Les acteurs du secteur avancent plusieurs explications. Les coûts d’exploitation seraient plus élevés en France. L’assurance et le foncier pourraient ajouter à eux seuls 5 à 8 €/MWh. Des surcoûts existent aussi côté raccordement, avec des contraintes techniques et réseau plus lourdes. S’ajoutent des délais de développement plus longs et plus incertains, évalués par certains acteurs à 4 à 7 €/MWh supplémentaires. À cela se greffent l’IFER, des exigences de contenu carbone sur certains composants et une architecture d’appels d’offres qui ne produit pas les mêmes effets concurrentiels qu’en Allemagne.

Vu depuis un toit de maison, cela signifie surtout une chose : la baisse des coûts du solaire n’est jamais qu’une affaire de panneaux moins chers. Elle dépend aussi du cadre français dans lequel un projet prend forme. Si les charges techniques, administratives et fiscales restent élevées, une partie du potentiel de baisse se perd avant même d’arriver dans le devis d’un particulier. À l’inverse, chaque simplification de procédure ou chaque amélioration du raccordement peut finir par rendre l’autoconsommation plus attractive, même si les appels d’offres industriels ne sont pas votre sujet au quotidien.

Pourquoi ce débat compte aussi pour une toiture résidentielle

Le grand intérêt de cette actualité est donc pédagogique. Elle rappelle que la rentabilité d’une installation ne se joue pas uniquement sur le prix affiché des modules. Elle dépend de tout l’écosystème. Si la filière française reste plus chère à certains étages, le particulier risque de voir des devis plus rigides, des délais plus longs ou des marges de manœuvre plus faibles sur le retour sur investissement. Dans un contexte où beaucoup de ménages cherchent à réduire leur facture d’électricité, cette question devient très concrète.

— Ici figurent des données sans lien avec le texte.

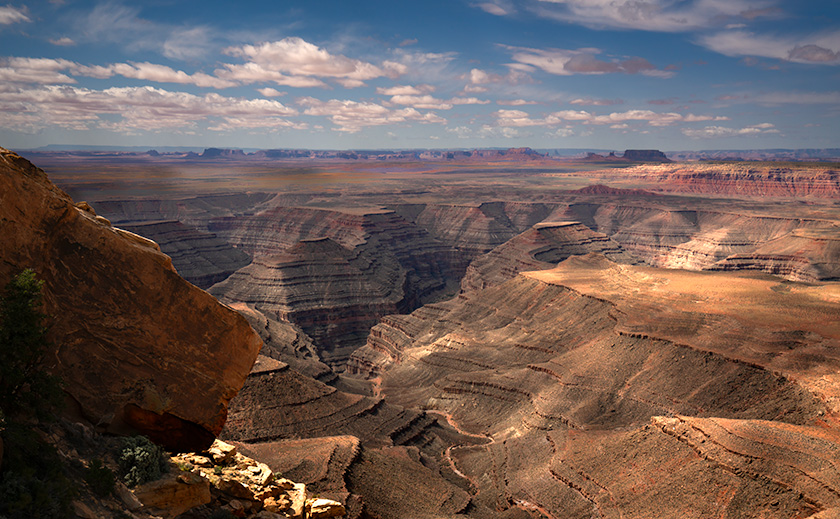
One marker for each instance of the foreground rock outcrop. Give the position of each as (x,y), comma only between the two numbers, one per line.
(138,348)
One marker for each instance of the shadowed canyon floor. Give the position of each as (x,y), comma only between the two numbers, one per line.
(506,339)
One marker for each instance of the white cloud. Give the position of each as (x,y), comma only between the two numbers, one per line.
(270,92)
(10,14)
(816,49)
(248,73)
(494,8)
(596,102)
(520,118)
(474,89)
(63,42)
(462,132)
(468,101)
(35,70)
(565,62)
(407,90)
(653,15)
(515,102)
(188,43)
(298,57)
(352,116)
(775,98)
(163,74)
(424,101)
(710,132)
(136,108)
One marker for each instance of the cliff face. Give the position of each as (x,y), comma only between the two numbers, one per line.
(139,349)
(334,273)
(742,180)
(539,248)
(200,258)
(582,378)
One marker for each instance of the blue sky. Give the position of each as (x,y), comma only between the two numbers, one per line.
(337,74)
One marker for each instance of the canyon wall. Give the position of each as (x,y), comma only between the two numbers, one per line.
(138,348)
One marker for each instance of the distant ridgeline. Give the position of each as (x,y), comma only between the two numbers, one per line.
(629,156)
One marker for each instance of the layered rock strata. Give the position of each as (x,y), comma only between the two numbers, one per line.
(334,274)
(200,258)
(138,348)
(539,248)
(742,180)
(564,369)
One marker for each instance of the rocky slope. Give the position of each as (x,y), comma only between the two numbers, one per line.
(334,273)
(564,370)
(119,309)
(539,248)
(348,447)
(797,248)
(475,229)
(742,180)
(200,258)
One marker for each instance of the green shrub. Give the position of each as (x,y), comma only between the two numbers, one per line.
(33,482)
(99,478)
(141,461)
(25,389)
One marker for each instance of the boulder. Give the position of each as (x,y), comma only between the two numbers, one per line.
(138,348)
(324,509)
(174,494)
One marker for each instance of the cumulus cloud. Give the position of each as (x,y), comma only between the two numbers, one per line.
(653,15)
(817,49)
(468,101)
(352,116)
(50,71)
(778,98)
(495,8)
(11,14)
(63,42)
(424,101)
(710,132)
(248,73)
(521,118)
(596,102)
(137,108)
(164,74)
(565,62)
(189,43)
(35,70)
(270,92)
(515,102)
(298,57)
(407,90)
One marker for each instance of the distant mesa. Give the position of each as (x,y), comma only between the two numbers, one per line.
(139,349)
(601,189)
(629,156)
(645,156)
(212,153)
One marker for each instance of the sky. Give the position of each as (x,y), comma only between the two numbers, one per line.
(375,74)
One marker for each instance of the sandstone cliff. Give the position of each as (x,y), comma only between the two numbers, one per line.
(566,370)
(139,348)
(539,248)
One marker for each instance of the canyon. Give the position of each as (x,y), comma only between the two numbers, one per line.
(484,335)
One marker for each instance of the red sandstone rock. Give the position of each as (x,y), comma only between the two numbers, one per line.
(139,349)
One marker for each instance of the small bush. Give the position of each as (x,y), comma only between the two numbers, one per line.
(25,388)
(141,461)
(99,478)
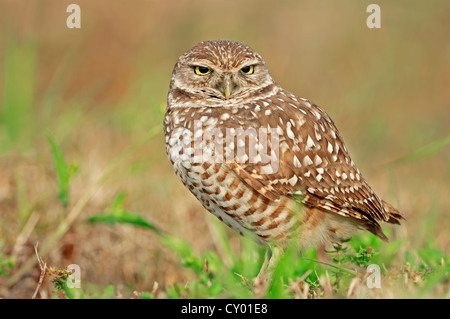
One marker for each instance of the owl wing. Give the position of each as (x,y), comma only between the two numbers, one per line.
(312,163)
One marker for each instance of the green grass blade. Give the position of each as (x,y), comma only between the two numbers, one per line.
(63,172)
(423,152)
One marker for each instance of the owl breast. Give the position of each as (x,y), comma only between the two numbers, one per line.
(201,164)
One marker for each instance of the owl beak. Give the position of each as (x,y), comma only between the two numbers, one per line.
(226,86)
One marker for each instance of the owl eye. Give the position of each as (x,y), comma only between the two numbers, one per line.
(201,70)
(248,69)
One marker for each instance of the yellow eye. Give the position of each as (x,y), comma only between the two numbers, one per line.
(201,70)
(248,69)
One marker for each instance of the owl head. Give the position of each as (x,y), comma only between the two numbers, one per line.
(216,73)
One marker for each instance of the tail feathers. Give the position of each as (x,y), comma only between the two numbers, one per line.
(394,215)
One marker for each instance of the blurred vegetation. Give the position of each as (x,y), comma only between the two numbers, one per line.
(83,171)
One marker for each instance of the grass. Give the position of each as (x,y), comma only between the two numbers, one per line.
(83,171)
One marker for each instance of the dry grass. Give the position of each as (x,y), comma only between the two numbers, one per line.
(100,90)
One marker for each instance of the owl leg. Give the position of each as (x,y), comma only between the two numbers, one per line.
(264,278)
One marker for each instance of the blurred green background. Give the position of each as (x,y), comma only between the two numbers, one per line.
(99,90)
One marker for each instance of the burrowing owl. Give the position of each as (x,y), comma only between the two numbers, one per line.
(264,161)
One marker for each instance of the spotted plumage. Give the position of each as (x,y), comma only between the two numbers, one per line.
(264,161)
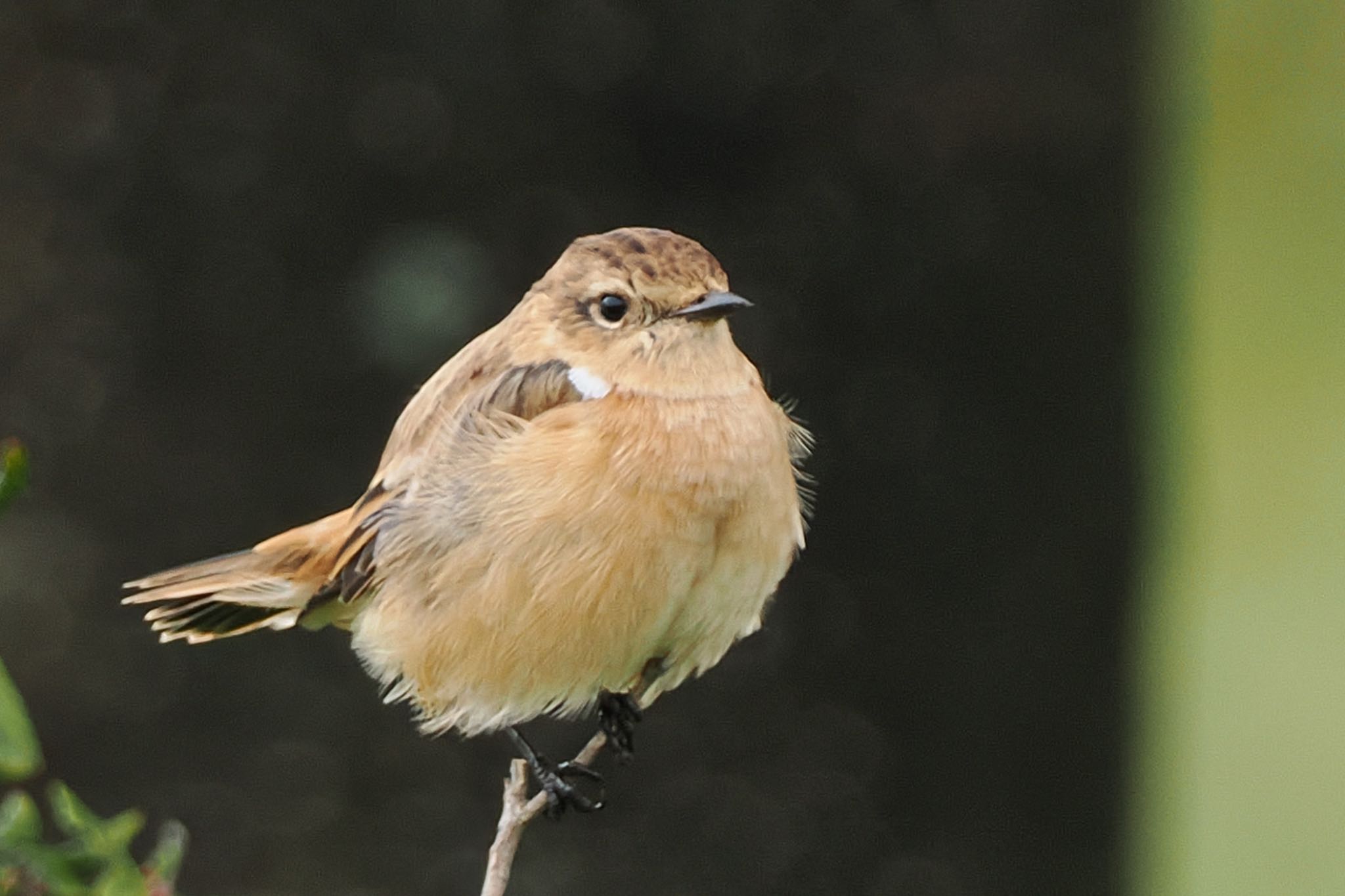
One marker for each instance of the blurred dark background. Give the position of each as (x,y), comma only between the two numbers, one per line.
(236,237)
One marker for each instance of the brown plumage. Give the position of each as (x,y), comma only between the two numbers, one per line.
(598,481)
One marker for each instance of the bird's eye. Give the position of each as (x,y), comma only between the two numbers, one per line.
(612,308)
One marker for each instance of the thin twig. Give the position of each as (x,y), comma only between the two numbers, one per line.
(517,812)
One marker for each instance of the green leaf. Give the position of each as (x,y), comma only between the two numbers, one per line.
(112,839)
(14,471)
(53,867)
(109,839)
(20,757)
(20,822)
(120,879)
(69,812)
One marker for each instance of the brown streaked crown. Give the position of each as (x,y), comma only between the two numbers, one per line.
(662,267)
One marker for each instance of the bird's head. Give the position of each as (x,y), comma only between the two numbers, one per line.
(642,309)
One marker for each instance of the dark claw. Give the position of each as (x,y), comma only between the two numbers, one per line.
(560,793)
(618,714)
(552,778)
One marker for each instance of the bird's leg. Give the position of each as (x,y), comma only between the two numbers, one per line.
(618,712)
(552,778)
(617,715)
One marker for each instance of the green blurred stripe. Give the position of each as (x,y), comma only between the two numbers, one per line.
(1241,763)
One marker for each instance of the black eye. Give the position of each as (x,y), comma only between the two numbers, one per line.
(612,308)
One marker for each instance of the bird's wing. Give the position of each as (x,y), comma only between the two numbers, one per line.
(439,399)
(427,489)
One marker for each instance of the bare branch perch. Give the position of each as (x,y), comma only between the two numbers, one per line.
(517,812)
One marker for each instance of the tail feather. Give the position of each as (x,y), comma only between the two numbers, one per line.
(324,565)
(265,587)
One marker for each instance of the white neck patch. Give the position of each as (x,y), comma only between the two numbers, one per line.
(588,383)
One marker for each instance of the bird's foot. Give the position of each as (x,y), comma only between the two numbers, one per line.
(618,714)
(553,778)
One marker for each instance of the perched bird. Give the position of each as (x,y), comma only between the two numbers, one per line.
(595,496)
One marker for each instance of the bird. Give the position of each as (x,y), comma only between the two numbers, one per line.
(584,507)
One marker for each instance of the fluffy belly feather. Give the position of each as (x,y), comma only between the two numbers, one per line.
(612,532)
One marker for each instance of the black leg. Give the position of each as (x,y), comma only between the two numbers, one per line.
(617,715)
(552,778)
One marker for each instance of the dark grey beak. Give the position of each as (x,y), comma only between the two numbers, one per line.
(712,307)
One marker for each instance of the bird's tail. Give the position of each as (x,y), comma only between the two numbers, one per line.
(269,586)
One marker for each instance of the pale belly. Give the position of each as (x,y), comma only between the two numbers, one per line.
(595,550)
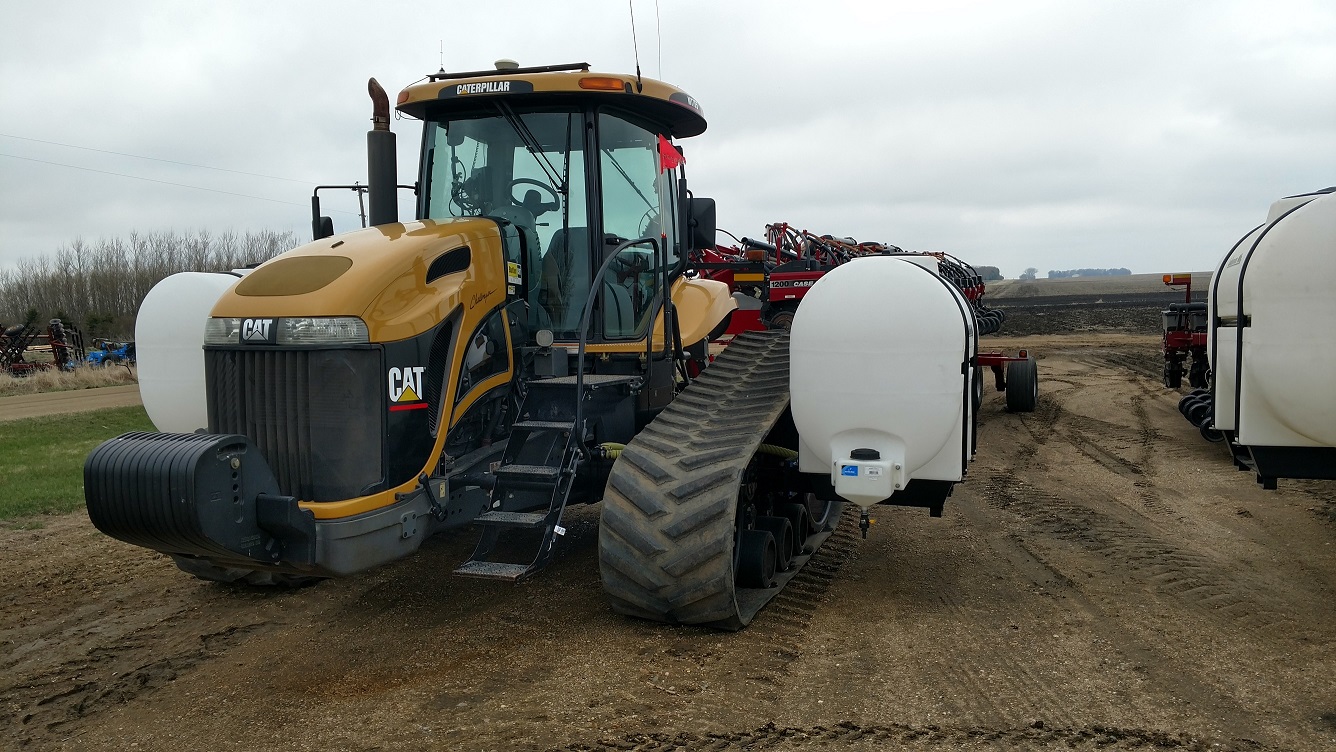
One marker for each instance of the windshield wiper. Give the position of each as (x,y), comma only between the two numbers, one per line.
(533,146)
(629,182)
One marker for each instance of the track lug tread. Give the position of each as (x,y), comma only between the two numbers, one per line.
(665,545)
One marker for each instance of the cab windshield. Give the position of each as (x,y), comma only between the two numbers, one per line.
(537,171)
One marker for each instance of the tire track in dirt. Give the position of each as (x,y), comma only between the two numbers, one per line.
(1156,560)
(776,637)
(929,737)
(989,676)
(107,675)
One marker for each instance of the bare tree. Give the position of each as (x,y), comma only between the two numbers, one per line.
(100,285)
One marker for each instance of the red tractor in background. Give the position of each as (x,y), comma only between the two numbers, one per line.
(771,277)
(1185,337)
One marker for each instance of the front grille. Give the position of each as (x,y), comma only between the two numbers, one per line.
(314,414)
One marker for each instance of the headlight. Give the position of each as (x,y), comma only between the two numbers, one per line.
(222,331)
(325,330)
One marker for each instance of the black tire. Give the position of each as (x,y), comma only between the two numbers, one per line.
(782,318)
(1199,413)
(1173,377)
(784,540)
(1022,385)
(800,518)
(235,575)
(758,558)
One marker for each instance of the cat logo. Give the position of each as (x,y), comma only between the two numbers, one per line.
(258,330)
(406,388)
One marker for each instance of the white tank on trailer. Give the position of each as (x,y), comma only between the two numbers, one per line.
(881,358)
(170,347)
(1272,342)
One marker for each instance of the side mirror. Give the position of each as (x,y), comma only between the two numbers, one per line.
(702,223)
(321,226)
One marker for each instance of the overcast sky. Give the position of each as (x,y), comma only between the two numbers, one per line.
(1052,134)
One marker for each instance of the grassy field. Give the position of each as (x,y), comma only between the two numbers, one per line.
(66,381)
(42,458)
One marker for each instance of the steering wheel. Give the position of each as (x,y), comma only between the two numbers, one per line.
(543,207)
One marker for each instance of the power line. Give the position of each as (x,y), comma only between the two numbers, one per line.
(158,159)
(166,182)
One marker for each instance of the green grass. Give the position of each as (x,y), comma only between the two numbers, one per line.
(42,458)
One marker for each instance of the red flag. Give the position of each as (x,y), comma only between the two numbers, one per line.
(668,155)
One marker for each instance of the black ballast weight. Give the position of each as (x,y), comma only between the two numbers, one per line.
(197,494)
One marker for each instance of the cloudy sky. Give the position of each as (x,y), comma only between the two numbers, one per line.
(1054,134)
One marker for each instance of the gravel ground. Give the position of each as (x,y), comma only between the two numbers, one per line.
(1104,580)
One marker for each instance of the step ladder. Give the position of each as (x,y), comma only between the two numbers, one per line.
(535,477)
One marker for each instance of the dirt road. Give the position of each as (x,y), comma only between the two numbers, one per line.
(74,401)
(1105,580)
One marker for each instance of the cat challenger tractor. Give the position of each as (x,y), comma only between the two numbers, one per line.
(529,341)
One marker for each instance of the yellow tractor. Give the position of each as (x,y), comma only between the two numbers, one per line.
(532,339)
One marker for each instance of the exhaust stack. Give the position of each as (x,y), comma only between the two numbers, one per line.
(381,160)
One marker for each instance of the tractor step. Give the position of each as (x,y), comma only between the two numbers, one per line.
(512,518)
(528,473)
(544,426)
(494,571)
(591,381)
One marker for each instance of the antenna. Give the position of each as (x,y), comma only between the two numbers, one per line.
(635,46)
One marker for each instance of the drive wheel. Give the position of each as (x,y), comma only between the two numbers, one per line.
(1022,385)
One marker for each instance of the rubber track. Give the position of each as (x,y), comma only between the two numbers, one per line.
(665,540)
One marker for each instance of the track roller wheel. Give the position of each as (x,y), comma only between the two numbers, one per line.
(758,558)
(802,522)
(235,575)
(784,540)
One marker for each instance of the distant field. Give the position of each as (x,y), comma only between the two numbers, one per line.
(42,466)
(1128,285)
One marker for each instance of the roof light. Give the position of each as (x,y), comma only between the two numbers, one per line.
(603,83)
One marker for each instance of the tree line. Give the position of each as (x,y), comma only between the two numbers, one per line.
(99,286)
(1054,274)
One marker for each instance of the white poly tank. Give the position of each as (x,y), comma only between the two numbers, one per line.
(170,347)
(879,363)
(1280,377)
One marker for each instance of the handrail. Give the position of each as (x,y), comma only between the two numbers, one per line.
(595,287)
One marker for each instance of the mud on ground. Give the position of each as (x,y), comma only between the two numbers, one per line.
(1104,580)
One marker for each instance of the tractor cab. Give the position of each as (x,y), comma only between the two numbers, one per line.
(572,166)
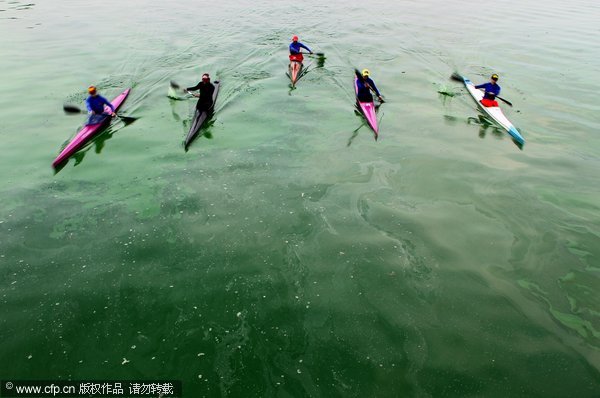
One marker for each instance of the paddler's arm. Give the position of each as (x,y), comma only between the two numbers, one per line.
(196,87)
(107,103)
(305,47)
(88,105)
(374,88)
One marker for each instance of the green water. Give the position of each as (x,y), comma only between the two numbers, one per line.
(287,255)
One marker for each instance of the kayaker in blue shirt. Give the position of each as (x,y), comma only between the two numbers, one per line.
(492,89)
(295,47)
(95,106)
(365,84)
(95,103)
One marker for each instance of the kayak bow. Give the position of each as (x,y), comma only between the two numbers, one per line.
(493,112)
(368,111)
(295,71)
(88,132)
(200,118)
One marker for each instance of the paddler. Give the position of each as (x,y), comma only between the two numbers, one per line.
(206,89)
(492,89)
(95,106)
(365,84)
(295,47)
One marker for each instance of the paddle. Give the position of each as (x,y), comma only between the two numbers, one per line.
(315,54)
(75,109)
(456,77)
(176,87)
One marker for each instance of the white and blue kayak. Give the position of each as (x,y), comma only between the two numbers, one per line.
(493,112)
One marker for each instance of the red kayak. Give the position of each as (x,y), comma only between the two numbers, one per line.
(88,132)
(295,67)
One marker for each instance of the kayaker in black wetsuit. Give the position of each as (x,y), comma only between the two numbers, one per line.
(365,84)
(206,89)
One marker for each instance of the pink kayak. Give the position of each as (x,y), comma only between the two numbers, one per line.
(88,132)
(368,111)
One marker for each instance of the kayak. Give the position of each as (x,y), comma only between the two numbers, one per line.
(200,118)
(295,71)
(368,111)
(493,112)
(88,132)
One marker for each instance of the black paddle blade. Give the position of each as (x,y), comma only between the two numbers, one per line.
(71,109)
(456,77)
(127,120)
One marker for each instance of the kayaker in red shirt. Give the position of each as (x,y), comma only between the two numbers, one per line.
(295,47)
(492,90)
(206,89)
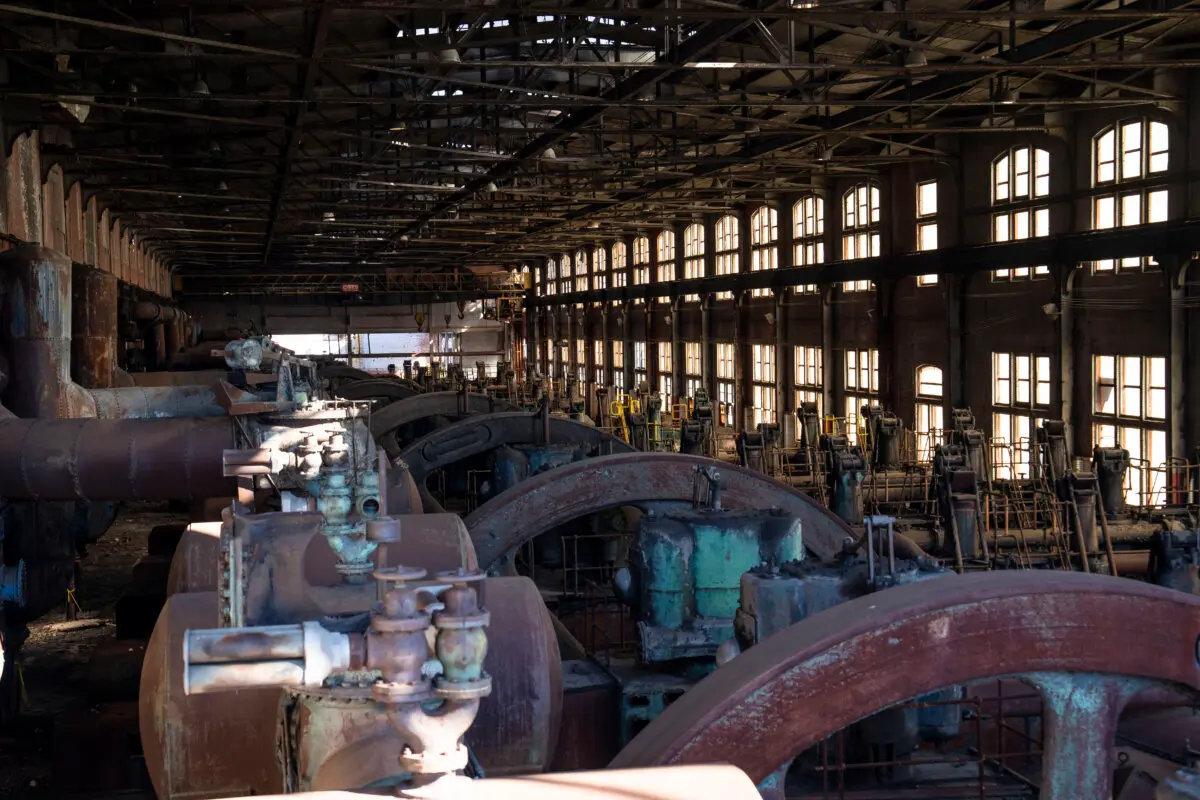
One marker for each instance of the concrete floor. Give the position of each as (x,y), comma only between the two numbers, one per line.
(72,739)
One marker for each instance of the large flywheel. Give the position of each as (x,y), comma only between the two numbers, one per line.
(1085,643)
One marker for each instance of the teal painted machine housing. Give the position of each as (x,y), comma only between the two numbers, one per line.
(688,569)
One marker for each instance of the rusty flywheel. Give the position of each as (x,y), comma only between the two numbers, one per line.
(1086,643)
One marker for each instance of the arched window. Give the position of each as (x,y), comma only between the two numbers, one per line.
(581,270)
(929,410)
(619,265)
(641,263)
(861,228)
(693,254)
(808,234)
(564,274)
(1126,157)
(1020,180)
(727,242)
(763,239)
(600,266)
(666,256)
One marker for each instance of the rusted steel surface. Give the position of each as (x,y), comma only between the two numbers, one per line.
(197,378)
(388,420)
(435,542)
(225,744)
(93,326)
(375,389)
(569,492)
(202,746)
(516,728)
(477,435)
(113,459)
(155,312)
(156,402)
(840,666)
(36,323)
(226,645)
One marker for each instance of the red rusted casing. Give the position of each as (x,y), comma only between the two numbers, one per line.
(93,326)
(36,329)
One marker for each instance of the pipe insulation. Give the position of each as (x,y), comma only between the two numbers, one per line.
(156,402)
(114,459)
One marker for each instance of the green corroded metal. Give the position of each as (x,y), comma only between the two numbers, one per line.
(689,569)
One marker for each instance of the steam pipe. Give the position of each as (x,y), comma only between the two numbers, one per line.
(114,459)
(37,320)
(154,312)
(93,328)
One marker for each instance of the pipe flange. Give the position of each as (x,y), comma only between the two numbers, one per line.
(461,576)
(384,624)
(395,693)
(383,530)
(399,573)
(435,763)
(355,572)
(462,690)
(444,621)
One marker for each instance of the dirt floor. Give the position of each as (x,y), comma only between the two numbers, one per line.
(41,752)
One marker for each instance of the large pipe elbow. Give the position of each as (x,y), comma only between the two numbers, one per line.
(114,459)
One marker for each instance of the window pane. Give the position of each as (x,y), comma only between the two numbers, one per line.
(1000,228)
(1042,222)
(1131,209)
(1104,212)
(1000,180)
(927,198)
(1156,203)
(1021,224)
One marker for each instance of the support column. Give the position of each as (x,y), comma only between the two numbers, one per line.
(1175,269)
(93,326)
(954,288)
(833,396)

Avant de signer, vous avez donc intérêt à regarder le projet dans son ensemble : puissance réellement utile, profil de consommation, taux d’autoconsommation, coût du raccordement, qualité de pose et horizon de rentabilité. Un outil comme le calculateur de rentabilité solaire personnalisé permet justement de vérifier si un devis reste cohérent avec votre situation. Il peut aussi être utile de replacer ce type d’actualité dans notre guide sur la rentabilité du solaire, afin de distinguer les signaux de marché réellement utiles des comparaisons trop rapides.

L’écart observé entre l’Allemagne et la France ne signifie pas que le solaire résidentiel devient soudainement une mauvaise idée en France. Il souligne plutôt la marge de progrès encore disponible. Si les pouvoirs publics parviennent à réduire certains coûts périphériques et à fluidifier le développement des projets, la baisse pourrait se transmettre plus franchement jusqu’aux ménages. Pour l’instant, cette actualité invite surtout à rester attentif à tout ce qui, au-delà du panneau lui-même, fait monter ou descendre le coût réel d’un kilowattheure solaire chez vous.